Il n’est pas non plus contesté qu’aucun contrat écrit d’agent commercial n’a été conclu entre la SARL Tecno Globe et la SARL JMB Import, ni aucun avenant de novation du contrat d’agent commercial de M. Y au profit de cette société, convenu par écrit avec la SARL Tecno Globe. De même aucun transfert à cette société de la carte d’agent commercial de M. Y n’a été convenu avec la SARL Tecno Globe, qui soutient qu’elle a versé à celle-ci les commissions dues après 2004 à M. Y uniquement en fonction des indications de paiement données par ce dernier.

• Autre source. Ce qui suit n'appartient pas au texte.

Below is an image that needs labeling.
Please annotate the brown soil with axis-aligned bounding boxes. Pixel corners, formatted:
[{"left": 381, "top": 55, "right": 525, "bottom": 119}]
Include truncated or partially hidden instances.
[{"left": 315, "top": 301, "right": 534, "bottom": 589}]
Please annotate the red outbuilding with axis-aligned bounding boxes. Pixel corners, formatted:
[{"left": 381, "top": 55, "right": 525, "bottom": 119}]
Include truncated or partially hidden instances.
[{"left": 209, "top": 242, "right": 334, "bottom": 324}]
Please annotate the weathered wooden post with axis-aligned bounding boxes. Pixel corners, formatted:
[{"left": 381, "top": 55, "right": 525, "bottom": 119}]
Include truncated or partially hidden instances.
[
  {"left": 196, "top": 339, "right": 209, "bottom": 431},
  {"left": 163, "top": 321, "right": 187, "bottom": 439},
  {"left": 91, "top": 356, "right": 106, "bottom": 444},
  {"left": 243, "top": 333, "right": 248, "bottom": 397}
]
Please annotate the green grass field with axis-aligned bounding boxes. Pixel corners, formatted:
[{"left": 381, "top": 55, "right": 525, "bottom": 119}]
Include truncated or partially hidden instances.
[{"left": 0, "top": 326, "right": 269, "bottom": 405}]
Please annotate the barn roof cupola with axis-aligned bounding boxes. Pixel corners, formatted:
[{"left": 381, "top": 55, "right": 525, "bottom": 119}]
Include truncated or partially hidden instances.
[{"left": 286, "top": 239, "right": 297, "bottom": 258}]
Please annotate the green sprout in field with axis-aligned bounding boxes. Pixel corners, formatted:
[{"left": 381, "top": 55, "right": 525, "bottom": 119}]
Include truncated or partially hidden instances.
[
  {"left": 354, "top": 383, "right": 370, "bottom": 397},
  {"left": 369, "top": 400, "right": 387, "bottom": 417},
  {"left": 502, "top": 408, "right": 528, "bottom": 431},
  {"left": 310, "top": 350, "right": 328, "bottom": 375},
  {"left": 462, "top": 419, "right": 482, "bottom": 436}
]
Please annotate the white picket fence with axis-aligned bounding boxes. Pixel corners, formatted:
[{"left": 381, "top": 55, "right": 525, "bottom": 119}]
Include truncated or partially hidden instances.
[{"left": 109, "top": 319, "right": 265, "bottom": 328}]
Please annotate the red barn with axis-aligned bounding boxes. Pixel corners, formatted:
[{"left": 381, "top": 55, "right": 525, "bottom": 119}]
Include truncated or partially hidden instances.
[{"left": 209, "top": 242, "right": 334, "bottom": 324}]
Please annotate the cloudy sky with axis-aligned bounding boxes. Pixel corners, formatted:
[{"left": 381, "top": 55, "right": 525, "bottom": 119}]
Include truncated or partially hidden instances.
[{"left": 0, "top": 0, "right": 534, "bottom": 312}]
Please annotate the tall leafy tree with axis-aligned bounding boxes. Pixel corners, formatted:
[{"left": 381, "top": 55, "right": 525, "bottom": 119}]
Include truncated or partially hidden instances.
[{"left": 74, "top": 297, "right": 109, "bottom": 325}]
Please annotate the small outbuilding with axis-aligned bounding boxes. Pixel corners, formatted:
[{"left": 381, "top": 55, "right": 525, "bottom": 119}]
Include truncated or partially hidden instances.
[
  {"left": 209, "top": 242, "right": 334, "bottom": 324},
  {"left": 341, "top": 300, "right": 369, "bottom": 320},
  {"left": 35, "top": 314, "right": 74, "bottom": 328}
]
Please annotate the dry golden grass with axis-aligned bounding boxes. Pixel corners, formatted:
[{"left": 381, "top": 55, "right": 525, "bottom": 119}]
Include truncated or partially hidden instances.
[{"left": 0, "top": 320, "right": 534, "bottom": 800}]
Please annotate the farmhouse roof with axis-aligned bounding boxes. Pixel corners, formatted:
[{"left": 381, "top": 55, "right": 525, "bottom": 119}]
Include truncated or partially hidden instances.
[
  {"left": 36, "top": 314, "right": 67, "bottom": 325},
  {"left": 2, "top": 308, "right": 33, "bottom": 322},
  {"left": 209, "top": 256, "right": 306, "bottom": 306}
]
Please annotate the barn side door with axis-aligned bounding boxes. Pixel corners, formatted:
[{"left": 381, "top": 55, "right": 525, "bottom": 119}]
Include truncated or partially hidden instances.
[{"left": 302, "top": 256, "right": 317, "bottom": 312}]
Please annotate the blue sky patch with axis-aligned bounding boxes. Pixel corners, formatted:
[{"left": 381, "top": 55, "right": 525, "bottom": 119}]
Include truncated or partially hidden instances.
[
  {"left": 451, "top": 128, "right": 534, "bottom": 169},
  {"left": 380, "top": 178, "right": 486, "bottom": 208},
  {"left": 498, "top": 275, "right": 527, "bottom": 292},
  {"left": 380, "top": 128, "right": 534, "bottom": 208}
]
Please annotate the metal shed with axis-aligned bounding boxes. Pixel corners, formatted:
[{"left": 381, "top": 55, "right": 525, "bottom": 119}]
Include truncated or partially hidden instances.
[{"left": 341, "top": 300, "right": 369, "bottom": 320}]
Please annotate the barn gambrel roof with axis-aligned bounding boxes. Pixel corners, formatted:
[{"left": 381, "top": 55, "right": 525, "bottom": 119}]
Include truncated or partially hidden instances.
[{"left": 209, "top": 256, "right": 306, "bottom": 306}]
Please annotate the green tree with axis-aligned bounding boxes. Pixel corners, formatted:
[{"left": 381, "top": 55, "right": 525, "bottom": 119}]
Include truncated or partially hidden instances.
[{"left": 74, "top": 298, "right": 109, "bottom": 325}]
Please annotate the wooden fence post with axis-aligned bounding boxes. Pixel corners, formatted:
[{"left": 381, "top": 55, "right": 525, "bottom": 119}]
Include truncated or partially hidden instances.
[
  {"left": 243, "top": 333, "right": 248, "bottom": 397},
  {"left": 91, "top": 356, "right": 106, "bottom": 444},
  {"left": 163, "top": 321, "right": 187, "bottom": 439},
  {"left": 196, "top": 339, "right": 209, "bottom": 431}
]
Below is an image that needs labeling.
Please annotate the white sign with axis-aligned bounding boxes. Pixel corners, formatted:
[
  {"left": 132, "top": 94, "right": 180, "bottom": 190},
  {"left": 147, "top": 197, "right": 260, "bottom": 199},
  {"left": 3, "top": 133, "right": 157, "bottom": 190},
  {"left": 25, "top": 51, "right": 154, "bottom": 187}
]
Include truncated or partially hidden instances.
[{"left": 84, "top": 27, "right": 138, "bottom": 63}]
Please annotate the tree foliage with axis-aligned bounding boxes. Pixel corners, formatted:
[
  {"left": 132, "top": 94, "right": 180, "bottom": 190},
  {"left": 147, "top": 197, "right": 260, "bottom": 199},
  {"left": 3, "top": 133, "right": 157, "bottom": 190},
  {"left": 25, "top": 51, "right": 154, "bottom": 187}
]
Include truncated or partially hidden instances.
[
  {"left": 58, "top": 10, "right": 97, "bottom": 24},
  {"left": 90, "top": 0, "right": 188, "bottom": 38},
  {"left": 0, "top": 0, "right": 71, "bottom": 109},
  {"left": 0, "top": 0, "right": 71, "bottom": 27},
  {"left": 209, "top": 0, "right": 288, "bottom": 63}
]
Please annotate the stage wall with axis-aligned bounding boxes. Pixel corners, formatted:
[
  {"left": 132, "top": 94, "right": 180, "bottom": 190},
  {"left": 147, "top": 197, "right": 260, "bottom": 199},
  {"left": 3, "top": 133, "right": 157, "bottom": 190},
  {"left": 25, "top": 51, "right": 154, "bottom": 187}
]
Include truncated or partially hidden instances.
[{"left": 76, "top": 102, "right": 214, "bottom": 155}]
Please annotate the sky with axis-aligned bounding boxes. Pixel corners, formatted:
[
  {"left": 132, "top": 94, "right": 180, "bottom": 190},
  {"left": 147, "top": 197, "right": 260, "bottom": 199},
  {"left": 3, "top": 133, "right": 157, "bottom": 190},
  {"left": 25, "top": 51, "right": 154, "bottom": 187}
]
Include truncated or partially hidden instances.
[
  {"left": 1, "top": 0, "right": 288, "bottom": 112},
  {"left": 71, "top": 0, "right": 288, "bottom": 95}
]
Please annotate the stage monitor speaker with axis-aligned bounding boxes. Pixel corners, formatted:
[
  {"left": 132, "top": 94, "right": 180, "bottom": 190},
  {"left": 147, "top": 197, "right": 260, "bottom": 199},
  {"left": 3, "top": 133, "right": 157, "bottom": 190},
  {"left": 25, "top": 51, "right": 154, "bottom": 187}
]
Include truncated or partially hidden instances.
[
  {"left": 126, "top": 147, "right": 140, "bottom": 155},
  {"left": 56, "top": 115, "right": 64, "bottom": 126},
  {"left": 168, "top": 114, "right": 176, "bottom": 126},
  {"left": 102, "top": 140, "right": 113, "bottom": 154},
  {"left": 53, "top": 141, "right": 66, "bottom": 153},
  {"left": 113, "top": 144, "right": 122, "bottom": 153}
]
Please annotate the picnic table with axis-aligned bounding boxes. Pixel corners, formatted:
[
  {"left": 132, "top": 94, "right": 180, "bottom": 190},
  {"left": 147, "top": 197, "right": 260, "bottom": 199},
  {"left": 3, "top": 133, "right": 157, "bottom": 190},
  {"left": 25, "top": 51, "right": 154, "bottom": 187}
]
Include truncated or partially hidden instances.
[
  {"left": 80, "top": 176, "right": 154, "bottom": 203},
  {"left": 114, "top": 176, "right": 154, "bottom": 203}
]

Il est de principe que le défaut d’inscription au registre spécial des agents commerciaux est seulement un manquement à une obligation administrative, et non une condition de validité du contrat d’agence commerciale. Celui-ci peut se déduire de la pratique des parties et de leur intention commune, analysées par le juge.
Il s’en suit notamment que la radiation de ce registre pour cessation d’activité déclarée par M. Y, au 31/12/2005, n’entraîne pas la caducité ni la résiliation de plein droit de son contrat en cours, qu’il a continué d’exécuter et son mandant avec lui, jusqu’à la résiliation décidée par la SARL Tecno Globe le 21 novembre 2007.
En effet, la substitution alléguée d’un agent commercial, ici la SARL JDM Import, à un autre, M. F-G Y, dans les relations contractuelles avec le mandant, la SARL Tecno Globe, est une novation du contrat initial d’agence commerciale, qui doit être acceptée par chacune des parties concernées selon les articles 1271 et 1273 du code civil, ainsi que l’a rappelé la chambre commerciale de la Cour de Cassation dans son arrêt du 29 octobre 2002.
Ici, la SARL Tecno Globe conteste son acceptation non équivoque, et il incombe donc aux deux autres parties de rapporter la preuve de cet accord. Elles peuvent le faire par tous moyens car si l’agent commercial n’est pas lui-même commerçant, le contrat d’agence commerciale est un acte mixte et la règle de preuve du droit commercial s’applique envers le mandant, lui-même commerçant.
Il est exact par ailleurs, ainsi que le soutient la SARL Tecno Globe, que la simple indication de paiement, prévue à l’article 1277 du code civil, n’opère pas novation.
D’autre part, il convient de relever l’utilisation dans ses correspondances, par M. Y d’un double en-tête « F-G Y/JMB Import » (lettre du 10 septembre 2007, pièce n°10), ce qui laissait persister une ambiguïté certaine dans le fait invoqué que son mandant a continué ses relations commerciales avec lui après 2004, et quant à l’acceptation tacite d’une substitution d’agent commercial, au demeurant jamais sollicitée formellement par eux auprès de la SARL Tecno Globe.
De même si une lettre recommandée avec accusé de réception a été adressée à la SARL Tecno Globe le 24 janvier 2007 avec l’en-tête « JMB Import SARL, Agence commerciale, 32 bis des Francs Bourgeois, XXX, il y a lieu de relever que l’accusé de réception de La Poste rédigé par l’expéditeur ne mentionnait pas cette identité mais celle de M. F-G Y, domicilié à la même adresse, ce qui génère une ambiguïté certaine.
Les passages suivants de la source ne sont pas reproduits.